Steve Scalise is a white Republican man. He has also long been associated with racist movements and causes. As reported by Salon, in 2002 Scalise was an honored guest at a meeting of a white supremacist group founded by David Duke. Scalise reportedly went so far as to describe himself as being like "David Duke, without the baggage." He eventually offered a tepid, obligatory apology for attending the conference.

Scalise is also a bigot who does not believe that lesbians and gays should have full rights and equal citizenship in America. As the Washington Blade recently reported, "Scalise has built over the course [of] his tenure in Congress since 2008 among the most anti-LGBT reputations of any lawmaker."

[quotes from the Washington Blade]

Some observers have argued that highlighting such facts is inappropriate, mean, untoward or overly insensitive behavior toward a man who is lying in a hospital bed, trying to recover from life-threatening injuries. Others say Scalise's voting record is irrelevant and the focus should instead be on healing the country's rancorous political atmosphere.

Many of these same voices, I would suggest, ignore how this situation has been caused almost exclusively by Donald Trump, the Republican party, and the right-wing media. And undoubtedly some observers would rather avoid the inconvenient facts about Scalise's personal politics, throwing them down the memory hole, as though his injuries and baptism by fire offer some type of absolution. 

These objections are misguided.

(...)    

As he recovers from his injuries, will Steve Scalise experience a grand epiphany about his beliefs and how they hurt people like David Bailey and Crystal Griner, as well as their families and their broader communities?

Will the Republican party and its leadership reflect on how David Bailey and Crystal Griner risked their lives to save Steve Scalise and his colleagues and reject the racism and other types of bigotry that drive their party's agenda?

The answer to both questions is most likely no.

Conservatives do not practice systems-level thinking. Modern conservatism is also extremely anti-intellectual. As a movement, today's version of American conservatism -- as well as the Republican party -- is divorced from reality and drunk on conspiracy theories and other hallucinogenic beliefs. This nurtures a willful blindness to how macro-level political decisions about public policy actually affect individual people on a day-to-day basis.

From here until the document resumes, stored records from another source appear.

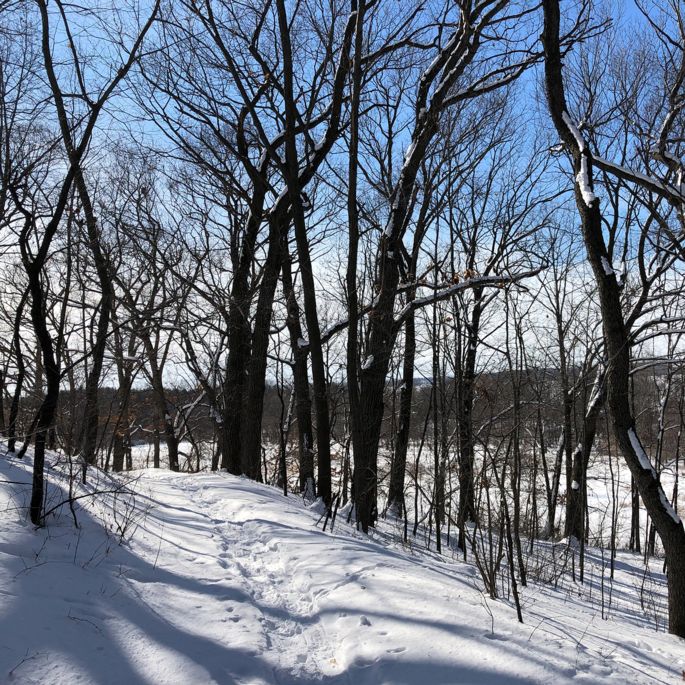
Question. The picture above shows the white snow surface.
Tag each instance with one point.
(227, 581)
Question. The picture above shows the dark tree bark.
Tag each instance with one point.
(616, 335)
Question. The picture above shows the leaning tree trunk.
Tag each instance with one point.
(253, 404)
(616, 335)
(303, 403)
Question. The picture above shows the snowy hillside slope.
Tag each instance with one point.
(222, 580)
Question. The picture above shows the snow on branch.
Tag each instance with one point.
(475, 282)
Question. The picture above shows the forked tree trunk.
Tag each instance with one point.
(616, 336)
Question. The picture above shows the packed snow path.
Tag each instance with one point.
(226, 581)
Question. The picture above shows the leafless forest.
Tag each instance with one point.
(422, 260)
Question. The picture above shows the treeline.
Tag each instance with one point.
(299, 209)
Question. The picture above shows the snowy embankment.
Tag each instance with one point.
(221, 580)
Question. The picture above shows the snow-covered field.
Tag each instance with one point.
(209, 578)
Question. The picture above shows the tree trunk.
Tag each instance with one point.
(616, 336)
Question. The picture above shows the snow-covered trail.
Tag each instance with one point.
(227, 581)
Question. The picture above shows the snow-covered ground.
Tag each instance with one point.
(209, 578)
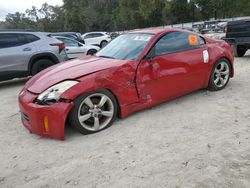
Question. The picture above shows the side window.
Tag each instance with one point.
(31, 38)
(98, 34)
(176, 42)
(8, 40)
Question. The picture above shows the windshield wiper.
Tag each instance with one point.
(106, 56)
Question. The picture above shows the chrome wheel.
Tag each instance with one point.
(95, 112)
(221, 74)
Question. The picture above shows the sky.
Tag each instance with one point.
(12, 6)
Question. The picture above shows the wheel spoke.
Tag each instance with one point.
(216, 71)
(102, 101)
(222, 81)
(217, 80)
(96, 123)
(88, 102)
(225, 72)
(107, 113)
(84, 117)
(222, 66)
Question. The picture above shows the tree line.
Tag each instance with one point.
(118, 15)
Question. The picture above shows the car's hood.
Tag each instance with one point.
(69, 70)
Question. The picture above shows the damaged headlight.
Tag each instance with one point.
(53, 93)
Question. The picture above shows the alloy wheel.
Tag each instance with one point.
(95, 112)
(221, 74)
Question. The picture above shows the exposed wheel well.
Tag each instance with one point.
(50, 57)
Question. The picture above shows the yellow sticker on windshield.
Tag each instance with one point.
(193, 40)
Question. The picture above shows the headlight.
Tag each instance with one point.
(53, 93)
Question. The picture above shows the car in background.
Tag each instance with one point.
(73, 35)
(217, 33)
(135, 71)
(113, 35)
(24, 53)
(75, 49)
(238, 35)
(97, 38)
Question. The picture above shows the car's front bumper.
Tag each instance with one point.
(43, 120)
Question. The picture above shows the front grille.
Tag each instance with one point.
(25, 117)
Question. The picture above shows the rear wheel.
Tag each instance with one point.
(40, 65)
(91, 52)
(93, 112)
(220, 75)
(239, 51)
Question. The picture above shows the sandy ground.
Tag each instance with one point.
(199, 140)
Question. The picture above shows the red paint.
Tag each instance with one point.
(137, 84)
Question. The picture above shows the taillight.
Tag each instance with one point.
(60, 45)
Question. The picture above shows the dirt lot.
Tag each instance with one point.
(199, 140)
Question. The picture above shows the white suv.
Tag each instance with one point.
(96, 38)
(24, 53)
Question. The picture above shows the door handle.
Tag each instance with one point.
(27, 49)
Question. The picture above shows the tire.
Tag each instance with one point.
(40, 65)
(91, 52)
(90, 107)
(239, 51)
(103, 43)
(220, 75)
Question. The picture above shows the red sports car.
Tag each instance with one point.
(135, 71)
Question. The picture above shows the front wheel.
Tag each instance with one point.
(93, 112)
(220, 75)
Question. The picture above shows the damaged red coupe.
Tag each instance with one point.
(135, 71)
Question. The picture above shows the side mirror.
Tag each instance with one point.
(151, 54)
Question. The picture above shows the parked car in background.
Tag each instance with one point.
(113, 35)
(97, 38)
(217, 33)
(24, 53)
(73, 35)
(238, 34)
(75, 49)
(135, 71)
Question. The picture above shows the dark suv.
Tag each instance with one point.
(25, 53)
(238, 34)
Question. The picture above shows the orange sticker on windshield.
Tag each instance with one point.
(193, 40)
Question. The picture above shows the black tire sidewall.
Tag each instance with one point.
(36, 66)
(73, 115)
(239, 51)
(211, 85)
(91, 52)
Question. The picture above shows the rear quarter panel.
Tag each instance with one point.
(217, 50)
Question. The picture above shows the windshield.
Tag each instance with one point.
(126, 47)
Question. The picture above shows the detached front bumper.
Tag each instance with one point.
(43, 120)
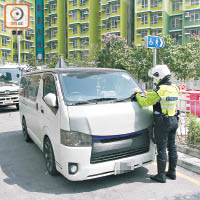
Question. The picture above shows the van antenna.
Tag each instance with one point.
(61, 63)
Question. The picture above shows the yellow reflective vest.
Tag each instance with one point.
(167, 95)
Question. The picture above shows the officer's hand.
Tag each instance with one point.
(135, 91)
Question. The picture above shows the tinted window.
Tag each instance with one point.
(49, 85)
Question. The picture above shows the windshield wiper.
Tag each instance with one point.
(93, 101)
(131, 98)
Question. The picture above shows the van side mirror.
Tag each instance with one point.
(51, 100)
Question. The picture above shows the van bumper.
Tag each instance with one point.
(81, 156)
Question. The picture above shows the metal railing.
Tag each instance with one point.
(188, 131)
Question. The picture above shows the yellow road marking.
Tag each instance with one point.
(192, 180)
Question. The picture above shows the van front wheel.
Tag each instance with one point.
(49, 157)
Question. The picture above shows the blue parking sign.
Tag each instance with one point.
(154, 42)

In addition, today's Republican party could be called sociopathic. American conservatism has become increasingly authoritarian and tribal. Consequently, it's followers have little if any sense of linked fate and sympathy with those they consider "the other," including people of color, gays and lesbians, the poor or Muslims.

Ultimately, this is not an after-school TV special from the 1980s where the racist or bigot realizes the error in his ways and becomes a changed person because a stranger came to his aid. Steve Scalise, like other white conservatives, may have affection for an individual black person or perhaps feel love for individual LGBT children and family members, while still maintaining deep animus and hostility toward both of these groups collectively.

After the shooting in Alexandria, President Donald Trump issued a statement where he proclaimed, "We are strongest when we are unified." Those words should turn into ashes in his mouth.

Given the politics of Trump and the Republican party, that "we" cannot possibly be read as including black people, immigrants and gays and lesbians. Trump's comments serve as a neat summary of how the American right wing is willing to weaponize the Alexandria shooting to serve its own narrow, divisive and dangerous goals.